The Dayan Cannon was responsible for two outfield assists over 163 innings in field field. Extrapolate that to 1,100 innings, and you get about a baker's dozen.

Small sample size concerns are justified, but the league took notice of Viciedo's arm in relatively short order -- probably because he stood out in an outfield with Juan Pierre's noodle arm and Alex Rios' crazy two-seamers. Viciedo saved several bases over the last month by making runners afraid to go from first to third, or second to home.

A double-digit assist total would be huge, because the Sox haven't had an outfielder with 10 assists since 2004, when Carlos Lee had 11 and Aaron Rowand had 10. Throw in Timo Perez in right, and that was probably the strongest-throwing outfield of the new century. Those White Sox racked up 37 outfield assists overall,

El Caballo is a popular comparison for the Tank, and it would probably extend in this direction as well. Lee's arm wasn't scary strong, but it was accurate, and given that he looked fundamentally shaky in all other aspects of defense, he was able to lure baserunners into a false sense of security every once in a while.

Since then, the White Sox have had two kinds of arms -- weak but accurate (Pierre, Scott Podsednik, Nick Swisher) and strong but erratic (Rios, Carlos Quentin, Jermaine Dye, Brian Anderson). The problems came to a head in 2011, when even with Viciedo's small-sample success, White Sox outfielders combined for just 16 assists. Not only was that the worst in the league, but that's the lowest total for the Sox since they moved to New Comiskey Park, beating their previous low of 17, set in 2008.

So it's easy to understand the urge to keep Viciedo and his arm in right, given the visible impact it made during his limited time there.
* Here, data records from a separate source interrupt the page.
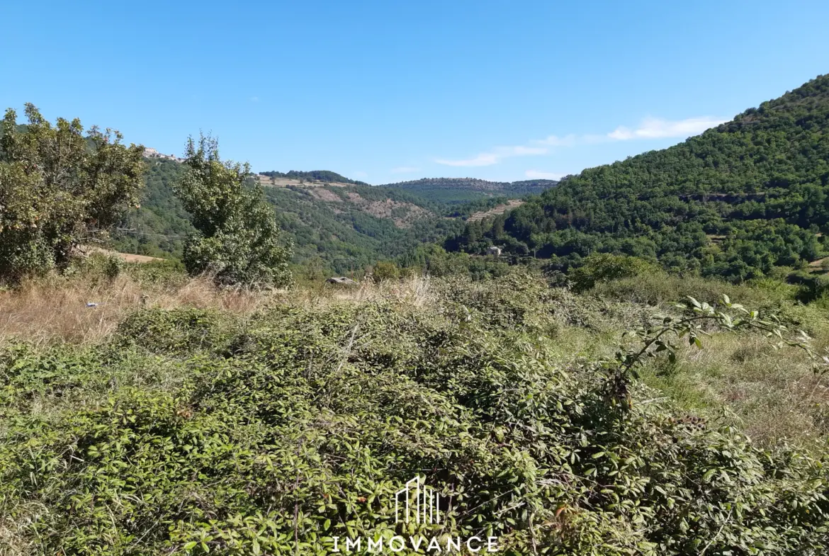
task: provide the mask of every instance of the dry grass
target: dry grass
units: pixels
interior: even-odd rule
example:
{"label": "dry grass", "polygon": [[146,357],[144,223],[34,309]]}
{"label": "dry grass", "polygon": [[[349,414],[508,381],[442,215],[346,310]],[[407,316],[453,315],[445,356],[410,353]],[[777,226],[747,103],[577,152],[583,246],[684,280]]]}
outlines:
{"label": "dry grass", "polygon": [[[26,283],[0,291],[0,341],[12,338],[37,344],[61,341],[90,344],[101,341],[132,311],[144,307],[216,308],[250,314],[274,302],[327,304],[396,298],[420,307],[429,297],[429,280],[363,282],[354,288],[317,284],[291,291],[250,292],[220,289],[206,278],[177,286],[145,283],[128,275],[111,282],[61,278]],[[95,307],[88,307],[95,303]]]}
{"label": "dry grass", "polygon": [[[816,347],[824,342],[816,341]],[[679,404],[709,418],[727,412],[755,442],[802,443],[829,434],[829,380],[813,372],[797,348],[772,348],[760,336],[716,334],[703,349],[684,350],[679,365],[650,367],[642,375]]]}
{"label": "dry grass", "polygon": [[180,287],[145,283],[129,276],[111,282],[37,280],[0,292],[0,341],[19,338],[34,343],[94,343],[111,333],[127,313],[142,307],[216,307],[250,313],[269,298],[267,294],[220,290],[202,278]]}

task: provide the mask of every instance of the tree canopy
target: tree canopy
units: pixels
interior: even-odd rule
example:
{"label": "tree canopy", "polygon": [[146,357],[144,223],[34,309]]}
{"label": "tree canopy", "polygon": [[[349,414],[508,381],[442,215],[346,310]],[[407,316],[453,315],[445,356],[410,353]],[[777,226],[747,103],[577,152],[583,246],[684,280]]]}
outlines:
{"label": "tree canopy", "polygon": [[218,143],[201,136],[187,144],[188,170],[176,191],[197,230],[184,246],[191,273],[210,273],[221,284],[285,286],[292,245],[261,188],[245,184],[247,165],[222,162]]}
{"label": "tree canopy", "polygon": [[75,248],[99,239],[143,186],[143,147],[127,147],[114,130],[59,118],[55,126],[33,104],[21,128],[9,109],[0,138],[0,278],[17,280],[63,268]]}

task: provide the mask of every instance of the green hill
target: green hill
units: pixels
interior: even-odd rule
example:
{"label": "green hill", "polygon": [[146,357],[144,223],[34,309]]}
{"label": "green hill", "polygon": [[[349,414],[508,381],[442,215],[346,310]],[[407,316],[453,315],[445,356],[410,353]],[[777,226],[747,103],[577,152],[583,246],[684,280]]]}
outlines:
{"label": "green hill", "polygon": [[568,176],[454,244],[557,268],[627,254],[739,280],[822,255],[827,192],[829,75],[675,147]]}
{"label": "green hill", "polygon": [[554,180],[525,181],[487,181],[472,177],[425,177],[413,181],[390,183],[385,187],[404,189],[424,199],[437,202],[458,203],[490,196],[521,197],[541,193],[555,186]]}
{"label": "green hill", "polygon": [[[172,192],[185,167],[164,159],[148,164],[145,198],[114,233],[114,247],[138,254],[180,256],[185,237],[193,231],[189,215]],[[298,173],[303,172],[289,177],[296,179]],[[309,179],[316,174],[315,180],[330,174],[327,177],[336,179],[337,185],[265,186],[265,198],[293,239],[294,263],[318,258],[339,271],[393,259],[420,243],[457,234],[463,227],[460,217],[498,201],[487,198],[450,207],[400,189],[343,185],[347,178],[334,172],[304,173]]]}

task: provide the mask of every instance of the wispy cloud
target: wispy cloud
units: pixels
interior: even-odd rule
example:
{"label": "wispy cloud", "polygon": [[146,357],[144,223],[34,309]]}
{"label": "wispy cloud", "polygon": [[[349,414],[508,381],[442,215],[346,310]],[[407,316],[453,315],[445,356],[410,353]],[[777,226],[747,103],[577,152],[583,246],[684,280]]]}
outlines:
{"label": "wispy cloud", "polygon": [[444,166],[492,166],[497,164],[504,158],[512,157],[526,157],[538,154],[546,154],[545,147],[528,147],[526,145],[517,145],[515,147],[496,147],[488,152],[481,152],[474,158],[465,160],[446,160],[438,158],[434,162]]}
{"label": "wispy cloud", "polygon": [[573,147],[579,142],[579,138],[570,133],[564,137],[557,135],[549,135],[545,139],[536,139],[532,141],[536,145],[549,145],[550,147]]}
{"label": "wispy cloud", "polygon": [[539,172],[537,170],[527,170],[524,175],[531,180],[560,180],[566,174],[560,174],[555,172]]}
{"label": "wispy cloud", "polygon": [[[609,133],[604,134],[583,134],[558,136],[549,135],[543,139],[533,139],[526,145],[517,145],[514,147],[496,147],[489,151],[480,152],[472,158],[447,159],[438,158],[434,162],[444,166],[454,167],[478,167],[492,166],[503,161],[505,158],[513,157],[527,157],[547,154],[550,149],[556,147],[578,147],[583,145],[596,145],[603,143],[613,141],[629,141],[631,139],[657,139],[665,138],[688,138],[691,135],[701,133],[709,128],[720,125],[727,121],[724,118],[714,118],[711,116],[703,116],[700,118],[688,118],[681,120],[667,120],[660,118],[646,118],[642,123],[634,129],[619,126]],[[393,171],[394,172],[394,171]],[[536,172],[535,170],[528,170],[528,172]],[[541,179],[541,174],[548,172],[536,172],[537,177]],[[558,176],[558,174],[555,174]],[[527,174],[528,176],[529,174]],[[547,178],[545,178],[547,179]],[[557,179],[557,178],[549,178]]]}
{"label": "wispy cloud", "polygon": [[619,126],[608,133],[615,141],[630,139],[657,139],[662,138],[687,138],[701,133],[705,130],[720,125],[728,120],[722,118],[704,116],[671,121],[659,118],[646,118],[636,129]]}

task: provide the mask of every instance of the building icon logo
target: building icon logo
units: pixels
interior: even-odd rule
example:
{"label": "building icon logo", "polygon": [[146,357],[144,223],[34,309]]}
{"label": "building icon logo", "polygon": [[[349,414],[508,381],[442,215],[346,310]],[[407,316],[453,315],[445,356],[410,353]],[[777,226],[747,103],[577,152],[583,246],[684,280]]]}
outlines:
{"label": "building icon logo", "polygon": [[440,523],[440,493],[415,476],[395,493],[395,523]]}

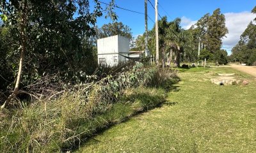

Once upon a time, though, Alex Rios was that guy. According to The Hardball Times, Rios graded out as the top right field arm from 2004-2007, and even though he dropped off a bit, he still managed to pull off a positive score in that category... until this past season.

Now, I don't think Rios has that arm anymore. For one, when you look at his Arm Scores on his FanGraphs page, you'll notice a pretty steady downward trend starting from 2004. Also, I'm guessing he benefited from playing at Rogers Centre, where it's all artifical turf except for the bases and the mound. It's probably a lot easier for infielders and catchers to read hops on one consistent surface (although said FieldTurf couldn't prevent Rios from giving Gordon Beckham a nasty black eye on a throw to second in May).

But Rios always has had that funky throwing motion, because I remember Hawk Harrelson criticizing it when Rios played for Toronto. Is it possible Rios could better account for the significant tail on his throws when he played in right field?

Maybe. The safer answer would be to assume that Rios has tailed off all over, but even if Viciedo has a better arm, Rios' range will more than make up for the bases his odd throws give away.

Viciedo's arm won't exactly go to waste in left, either. In 2011, we watched Pierre's pop gun give up the most ground in the American League. So let's not get ahead of ourselves. Let's enjoy the thought of a manager who isn't afraid of disrespecting a veteran who isn't worthy of it. And let's enjoy the thought of a left fielder holding baserunners to 90 feet at a time on singles in front of him. If there's still room for improvement when these two minor miracles happen, by all means, nitpick away.